10. The method of making a bio-recognition sensor of claim 9, further comprising:

adding pre-complexation moieties after step (a) and prior to step (b), wherein said pre-complexation moieties bind to the biological structure of step (b).

11. A method of making a bio-recognition sensor comprising:

(a) forming a electropolymer coating on an electrode;

(b) adding pre-complexation chemical moieties;

(c) adding a target biological structure;

(d) binding the pre-complexation chemical moiety to the target biological structure;

(e) binding the target biological structure comprising the pre-complexation chemical moiety to said coating to form an imprint;

(f) removing said biological structure from said coating;

(g) retaining the pre-complexation chemical moiety bound to the electropolymer coating; and

(h) forming a template, wherein said template comprises specific chemical binding moieties selective for said biological structure.

12. The method of claim 11, wherein said pre-complexation chemical moieties comprise chemical compounds with large free energy of binding for the biological structure.

13. The method of claim 12, wherein said pre-complexation chemical moieties are identified by:

docking a library of small molecules to said biological structure in silico;

identifying compound clusters, wherein said compound clusters are docked at a specific binding motif; and

calculating a free energy of binding of a representative compound of each said cluster; wherein said compound with the greatest change in free energy of binding to said biological structure is selected as a pre-complexation chemical moiety.

14. The method of claim 13, wherein said pre-complexation chemical moieties are further identified by:

calculating a free energy of binding of a representative compound of each said cluster; wherein said compound with the greatest change in free energy of binding to said biological structure is selected as a pre-complexation chemical moiety; and

verifying the binding by molecular dynamics, wherein said verifying (1) extracts the binding interfaces and scores the binding of the chemical moieties.

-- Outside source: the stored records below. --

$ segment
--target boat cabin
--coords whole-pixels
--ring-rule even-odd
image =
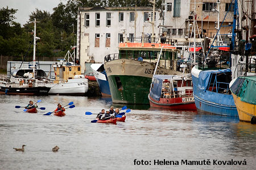
[[[54,73],[55,74],[55,80],[54,83],[58,83],[60,81],[67,82],[69,79],[76,78],[84,78],[81,75],[81,65],[71,65],[69,63],[65,64],[61,62],[59,64],[55,64],[53,66]]]
[[[192,78],[186,76],[155,75],[150,93],[156,101],[160,98],[193,97]]]

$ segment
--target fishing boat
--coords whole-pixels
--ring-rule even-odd
[[[97,121],[97,123],[117,123],[117,118],[110,119],[108,120],[98,120]]]
[[[92,64],[90,67],[98,82],[101,95],[104,97],[111,97],[109,81],[104,69],[104,64]]]
[[[36,19],[34,21],[33,65],[29,69],[12,71],[10,78],[3,78],[0,80],[0,94],[13,95],[47,95],[51,87],[46,86],[46,82],[39,81],[43,71],[36,69],[35,47],[36,41],[40,38],[36,36]],[[44,73],[44,75],[46,75]]]
[[[27,109],[26,111],[26,112],[30,113],[38,113],[38,110],[36,109],[36,107],[34,107],[34,108]]]
[[[196,110],[189,75],[154,75],[148,94],[150,106]]]
[[[170,44],[119,43],[119,53],[105,56],[104,68],[113,103],[149,104],[147,96],[161,49],[163,55],[156,74],[180,74],[175,63],[179,50]]]
[[[125,122],[125,119],[126,118],[126,115],[123,115],[121,118],[117,118],[117,122]]]
[[[229,6],[229,9],[207,54],[205,56],[197,56],[198,65],[193,68],[191,73],[193,96],[197,110],[203,113],[238,117],[237,110],[229,89],[229,83],[232,80],[232,73],[229,68],[230,56],[235,49],[235,37],[238,32],[235,31],[238,16],[237,1],[233,0],[233,23],[229,25],[232,26],[230,45],[214,46],[213,44],[216,38],[220,36],[220,30],[228,12],[231,9],[231,5]],[[232,51],[230,48],[233,49]],[[215,49],[218,51],[213,50]]]
[[[84,96],[88,91],[88,80],[81,73],[81,65],[75,64],[73,52],[68,51],[63,60],[53,65],[55,78],[51,79],[49,94]],[[69,62],[71,60],[71,62]]]
[[[239,119],[256,123],[256,76],[237,77],[230,86]]]
[[[65,113],[63,111],[59,111],[53,114],[56,116],[60,117],[64,117],[66,115]]]

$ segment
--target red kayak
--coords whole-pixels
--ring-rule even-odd
[[[34,107],[34,108],[32,108],[32,109],[27,110],[27,111],[26,112],[30,113],[38,113],[38,110],[36,109],[36,107]]]
[[[55,113],[53,114],[55,115],[56,115],[56,116],[60,117],[64,117],[66,115],[65,114],[65,113],[64,113],[64,111],[59,111],[58,112]]]
[[[126,116],[124,115],[122,118],[117,118],[117,121],[118,122],[125,122],[125,118],[126,118]]]
[[[117,123],[117,118],[110,119],[108,120],[98,120],[97,123]]]

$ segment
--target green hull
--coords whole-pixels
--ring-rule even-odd
[[[113,103],[149,105],[147,96],[151,78],[123,75],[112,75],[108,78]]]

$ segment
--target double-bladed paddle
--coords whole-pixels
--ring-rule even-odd
[[[67,108],[65,108],[65,109],[68,109],[68,108],[74,108],[75,107],[75,105],[73,105],[74,104],[74,102],[69,102],[68,105],[65,105],[65,106],[63,106],[63,107],[65,107],[65,106],[70,106],[70,105],[71,105],[71,106],[70,106],[69,107],[67,107]],[[60,111],[61,110],[59,110],[59,111],[57,111],[57,112],[58,112],[58,111]],[[52,113],[53,113],[54,112],[54,111],[52,111],[52,112],[48,112],[48,113],[46,113],[45,114],[44,114],[43,115],[50,115]]]

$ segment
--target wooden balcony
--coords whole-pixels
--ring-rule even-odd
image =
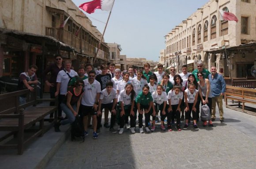
[[[85,55],[92,56],[95,55],[95,47],[67,30],[60,28],[46,27],[45,35],[56,38],[75,48],[77,51],[83,51],[83,53]],[[109,53],[104,51],[104,59],[107,61],[109,55]]]

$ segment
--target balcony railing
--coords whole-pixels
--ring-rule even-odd
[[[95,47],[67,30],[59,28],[46,27],[45,34],[73,47],[77,51],[83,51],[83,53],[90,56],[95,55]],[[104,59],[107,60],[108,58],[109,58],[109,54],[104,51]]]

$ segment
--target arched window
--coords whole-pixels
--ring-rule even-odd
[[[229,9],[227,7],[225,7],[222,9],[226,12],[229,12]],[[223,20],[221,21],[221,36],[227,35],[229,34],[229,22],[226,20]]]
[[[216,22],[217,17],[213,15],[211,22],[211,39],[216,38]]]
[[[208,21],[206,21],[203,25],[203,41],[208,40]]]
[[[199,24],[197,27],[197,44],[201,43],[201,30],[202,29],[202,26],[201,24]]]
[[[192,46],[196,44],[196,28],[193,29],[193,34],[192,34]]]

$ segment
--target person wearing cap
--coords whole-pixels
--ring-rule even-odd
[[[113,83],[113,88],[116,89],[118,84],[118,81],[123,79],[123,78],[120,76],[121,74],[121,70],[120,69],[116,69],[115,70],[115,77],[111,79],[111,81]]]
[[[156,75],[156,77],[157,77],[158,83],[161,81],[162,79],[162,76],[165,73],[165,72],[163,71],[163,65],[161,63],[158,64],[157,66],[158,71],[154,73]]]

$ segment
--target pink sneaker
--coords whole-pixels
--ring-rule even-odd
[[[152,127],[151,128],[151,131],[152,131],[152,132],[154,132],[154,131],[155,129],[155,126],[154,125],[152,126]]]

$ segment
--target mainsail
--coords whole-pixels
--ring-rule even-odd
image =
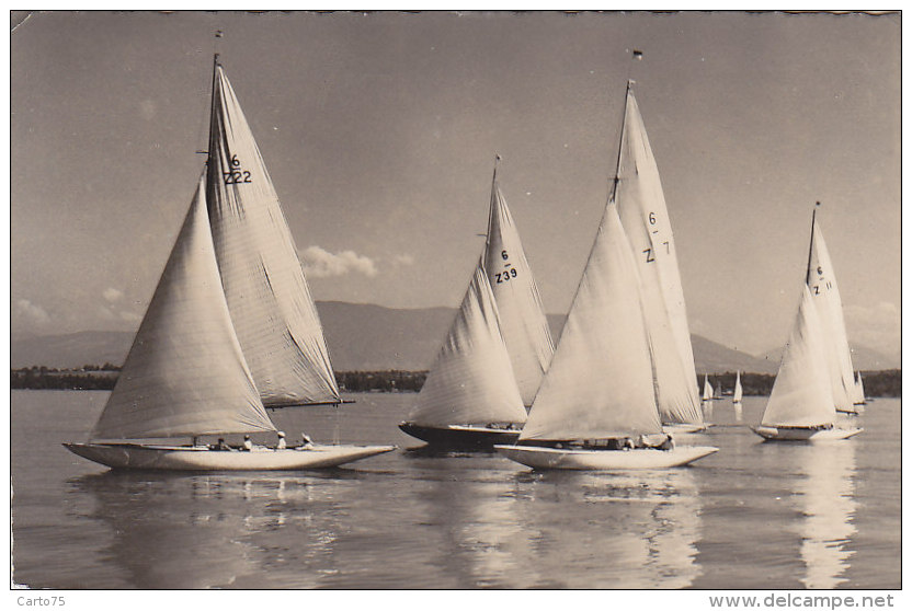
[[[433,427],[526,419],[498,324],[498,307],[481,262],[418,394],[410,419]]]
[[[231,325],[201,177],[92,438],[274,429]]]
[[[830,382],[836,410],[852,411],[855,396],[855,373],[848,351],[842,298],[836,275],[823,233],[817,223],[817,210],[811,221],[811,247],[808,257],[807,283],[823,327],[824,351],[830,368]]]
[[[614,199],[642,280],[662,422],[702,424],[674,235],[659,169],[629,83]]]
[[[731,395],[732,403],[741,403],[741,396],[743,395],[744,391],[741,388],[741,372],[738,371],[734,374],[734,392]]]
[[[497,168],[481,261],[498,303],[500,330],[520,394],[525,405],[532,405],[555,348],[520,233],[498,185]]]
[[[322,326],[292,232],[218,64],[206,185],[228,308],[263,403],[338,403]]]
[[[520,440],[661,433],[637,264],[609,203]]]
[[[820,316],[805,285],[798,316],[763,413],[764,426],[818,426],[835,420],[822,335]]]

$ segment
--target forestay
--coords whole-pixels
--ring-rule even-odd
[[[292,232],[235,92],[213,84],[207,196],[221,281],[265,405],[339,402]]]
[[[555,348],[538,287],[494,172],[482,262],[500,312],[500,330],[516,385],[523,403],[532,405]]]
[[[639,284],[609,204],[521,440],[662,433]]]
[[[221,291],[201,177],[93,439],[274,430]]]
[[[665,423],[702,424],[674,235],[659,169],[629,87],[617,177],[614,199],[642,280],[659,412]]]
[[[812,221],[811,249],[808,258],[808,287],[811,298],[820,314],[823,327],[823,345],[830,368],[830,383],[836,410],[851,410],[855,395],[855,372],[848,351],[848,338],[845,333],[845,320],[842,313],[842,298],[836,285],[836,275],[823,233]]]
[[[480,262],[410,419],[422,426],[526,419]]]
[[[763,413],[763,426],[818,426],[835,420],[822,334],[820,316],[805,285],[798,316]]]

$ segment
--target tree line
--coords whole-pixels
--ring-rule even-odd
[[[23,367],[10,370],[11,389],[32,390],[111,390],[117,381],[121,368],[104,365],[84,365],[79,369]],[[868,396],[901,396],[902,370],[863,371],[865,394]],[[428,371],[337,371],[335,381],[345,392],[418,392],[424,385]],[[767,373],[741,373],[744,395],[765,396],[773,390],[775,376]],[[699,376],[703,389],[703,376]],[[713,388],[721,387],[730,394],[734,389],[734,372],[710,374]]]

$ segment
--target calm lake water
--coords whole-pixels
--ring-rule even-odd
[[[413,394],[272,413],[290,439],[421,442]],[[13,580],[33,588],[899,588],[900,401],[828,445],[764,443],[765,399],[679,443],[685,469],[533,472],[398,450],[301,473],[115,473],[83,441],[106,392],[12,392]],[[266,439],[266,438],[264,438]]]

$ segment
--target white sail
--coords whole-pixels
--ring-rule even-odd
[[[526,419],[480,262],[410,419],[434,427]]]
[[[661,433],[637,264],[611,203],[520,439]]]
[[[482,262],[498,303],[500,330],[510,353],[520,394],[525,405],[532,405],[555,348],[542,297],[513,216],[498,186],[497,173],[491,185],[491,210]]]
[[[339,402],[317,308],[278,196],[220,66],[207,196],[228,308],[265,405]]]
[[[615,200],[643,286],[643,308],[664,423],[702,424],[677,253],[659,169],[632,90],[622,134]]]
[[[818,426],[835,420],[822,335],[811,293],[802,286],[798,316],[761,420],[764,426]]]
[[[274,430],[221,291],[203,180],[94,439]]]
[[[836,275],[823,233],[817,223],[817,214],[812,222],[811,249],[808,260],[808,287],[811,298],[820,314],[823,327],[824,350],[830,367],[830,382],[833,388],[833,401],[836,410],[851,411],[855,395],[855,373],[852,356],[848,351],[848,338],[845,333],[845,320],[842,313],[842,299],[836,285]]]
[[[741,388],[741,372],[738,371],[734,374],[734,392],[731,395],[732,403],[741,403],[741,396],[744,394],[744,390]]]

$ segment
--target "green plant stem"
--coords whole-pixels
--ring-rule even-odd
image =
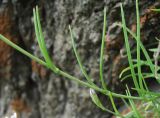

15. The biological structure of claim 11, wherein said structure is a native protein, a protein comprising a mutation, a protein comprising a post-translational modification, a molecule; or a peptide.

16. The bio-recognition sensor of claim 11, wherein said electropolymer comprises a non-conducting electropolymer, wherein said polymer comprises 3-aminophenol, 3-methyphenol, 3-nitrophenol, 1,3-dihydoxybenzene, 1,2-dihydroxybenzene, 1,4-dihydroxybenzene or a combination thereof.

17. The method of claim 11, wherein said biological structure is a biomarker indicative of a disease.

18. The method of claim 11, wherein said sample comprises a biological sample from a subject in need thereof of detection of a biomarker for a disease state, grade, or subclass.

19. The method of claim 18, wherein said detection of said biomarker for said disease aids in selection of a therapeutic for a disease treatment.

20. The method of claim 18, wherein said sample comprises a biological sample from a subject in need thereof of detection of a biomarker for the prognosis of a disease.